Во всем Нью-Йорке только и разговоров было что об этом ресторане: каждому хотелось заполучить там столик. Такой ажиотаж объяснялся тем фактом, что все в «Зеленом омаре» — от интерьера до еды — было зеленым. Помимо приверженности ко всему зеленому здесь исповедовался принцип «никакой жестокости», то есть, заказывая мясо или рыбу, посетитель мог быть уверен — животные, из которых блюда приготовлены, умерли легкой, безболезненной смертью. Специалисты сумели разработать особые технологии, позволяющие, к примеру, так умертвить омара, чтобы он ничего не почувствовал.

Марта попросила Мэтта включить кондиционер. Конечно, на улице был мороз, но спертый воздух в салоне нагрелся до такой степени, что Марту бросило в пот (она так и не сняла накидку из шахтуша). Ну вот, для полного счастья ей не хватало только пятен под мышками!
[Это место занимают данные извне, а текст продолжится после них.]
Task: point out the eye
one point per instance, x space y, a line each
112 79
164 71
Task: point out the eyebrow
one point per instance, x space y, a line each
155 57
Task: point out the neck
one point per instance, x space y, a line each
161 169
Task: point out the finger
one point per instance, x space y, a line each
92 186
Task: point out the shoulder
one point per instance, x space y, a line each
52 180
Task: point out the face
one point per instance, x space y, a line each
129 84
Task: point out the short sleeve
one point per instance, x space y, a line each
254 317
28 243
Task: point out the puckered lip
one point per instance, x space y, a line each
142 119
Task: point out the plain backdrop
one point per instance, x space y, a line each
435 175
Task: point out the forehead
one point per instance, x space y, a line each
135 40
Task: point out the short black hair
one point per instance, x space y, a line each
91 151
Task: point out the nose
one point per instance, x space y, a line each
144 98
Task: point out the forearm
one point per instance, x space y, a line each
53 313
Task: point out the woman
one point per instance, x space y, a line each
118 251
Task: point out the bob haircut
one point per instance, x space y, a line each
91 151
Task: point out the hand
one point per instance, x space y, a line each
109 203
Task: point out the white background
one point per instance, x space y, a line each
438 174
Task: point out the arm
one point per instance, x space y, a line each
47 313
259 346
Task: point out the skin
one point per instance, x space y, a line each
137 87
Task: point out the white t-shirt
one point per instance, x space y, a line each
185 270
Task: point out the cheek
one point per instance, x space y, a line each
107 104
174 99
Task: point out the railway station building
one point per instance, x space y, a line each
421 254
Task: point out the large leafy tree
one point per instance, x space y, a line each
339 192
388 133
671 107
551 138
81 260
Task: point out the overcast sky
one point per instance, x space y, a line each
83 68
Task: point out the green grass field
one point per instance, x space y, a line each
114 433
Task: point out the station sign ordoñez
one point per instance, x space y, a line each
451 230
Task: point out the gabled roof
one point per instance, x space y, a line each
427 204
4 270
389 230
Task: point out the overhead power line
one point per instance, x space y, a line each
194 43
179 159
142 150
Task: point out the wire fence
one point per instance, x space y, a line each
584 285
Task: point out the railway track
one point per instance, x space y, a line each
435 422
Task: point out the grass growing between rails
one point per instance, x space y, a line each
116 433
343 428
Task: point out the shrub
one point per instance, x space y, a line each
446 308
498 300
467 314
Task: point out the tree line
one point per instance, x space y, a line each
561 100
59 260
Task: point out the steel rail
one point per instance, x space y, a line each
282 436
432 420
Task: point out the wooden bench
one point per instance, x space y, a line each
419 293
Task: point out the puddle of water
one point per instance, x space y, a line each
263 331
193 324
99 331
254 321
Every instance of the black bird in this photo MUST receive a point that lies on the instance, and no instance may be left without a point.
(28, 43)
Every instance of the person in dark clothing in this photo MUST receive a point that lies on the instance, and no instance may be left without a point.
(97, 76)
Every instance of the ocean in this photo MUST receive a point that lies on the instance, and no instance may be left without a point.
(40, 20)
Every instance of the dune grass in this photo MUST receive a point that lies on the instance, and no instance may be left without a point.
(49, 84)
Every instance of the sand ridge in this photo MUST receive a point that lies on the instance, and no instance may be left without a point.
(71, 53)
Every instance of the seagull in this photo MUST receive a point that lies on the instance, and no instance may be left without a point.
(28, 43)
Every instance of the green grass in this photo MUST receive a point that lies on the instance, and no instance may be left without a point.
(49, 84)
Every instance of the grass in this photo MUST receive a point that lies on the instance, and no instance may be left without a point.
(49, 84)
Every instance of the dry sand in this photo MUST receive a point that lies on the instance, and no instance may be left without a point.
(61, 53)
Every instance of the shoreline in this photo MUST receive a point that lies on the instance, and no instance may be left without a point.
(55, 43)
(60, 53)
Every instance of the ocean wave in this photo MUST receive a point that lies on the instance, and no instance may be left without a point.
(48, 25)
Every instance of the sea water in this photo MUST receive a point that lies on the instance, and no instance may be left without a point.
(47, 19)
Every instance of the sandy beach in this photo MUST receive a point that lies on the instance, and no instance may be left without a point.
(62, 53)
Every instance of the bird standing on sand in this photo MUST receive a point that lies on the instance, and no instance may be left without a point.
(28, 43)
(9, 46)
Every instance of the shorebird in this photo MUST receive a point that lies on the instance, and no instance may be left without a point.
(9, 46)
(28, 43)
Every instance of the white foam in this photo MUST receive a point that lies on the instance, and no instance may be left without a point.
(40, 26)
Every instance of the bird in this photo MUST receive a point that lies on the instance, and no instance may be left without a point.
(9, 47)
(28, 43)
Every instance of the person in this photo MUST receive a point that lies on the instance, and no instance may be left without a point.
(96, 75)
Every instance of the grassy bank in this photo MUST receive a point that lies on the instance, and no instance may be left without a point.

Когда струи холодного воздуха хлынули в салон, Марта испытала облегчение. Она вдохнула, выдохнула, расслабилась — и головная боль ослабила тиски, но левый глаз по-прежнему давал о себе знать: казалось, он сейчас выкатится из глазницы прямо на щеку. Сердцебиение участилось — должно быть, из-за небольшого количества сахара, содержавшегося в виски и жвачке. Марта запаниковала: что у нее с мозгами? Почему она перестала контролировать ситуацию? А что если это не обычный приступ паники, а нечто более серьезное?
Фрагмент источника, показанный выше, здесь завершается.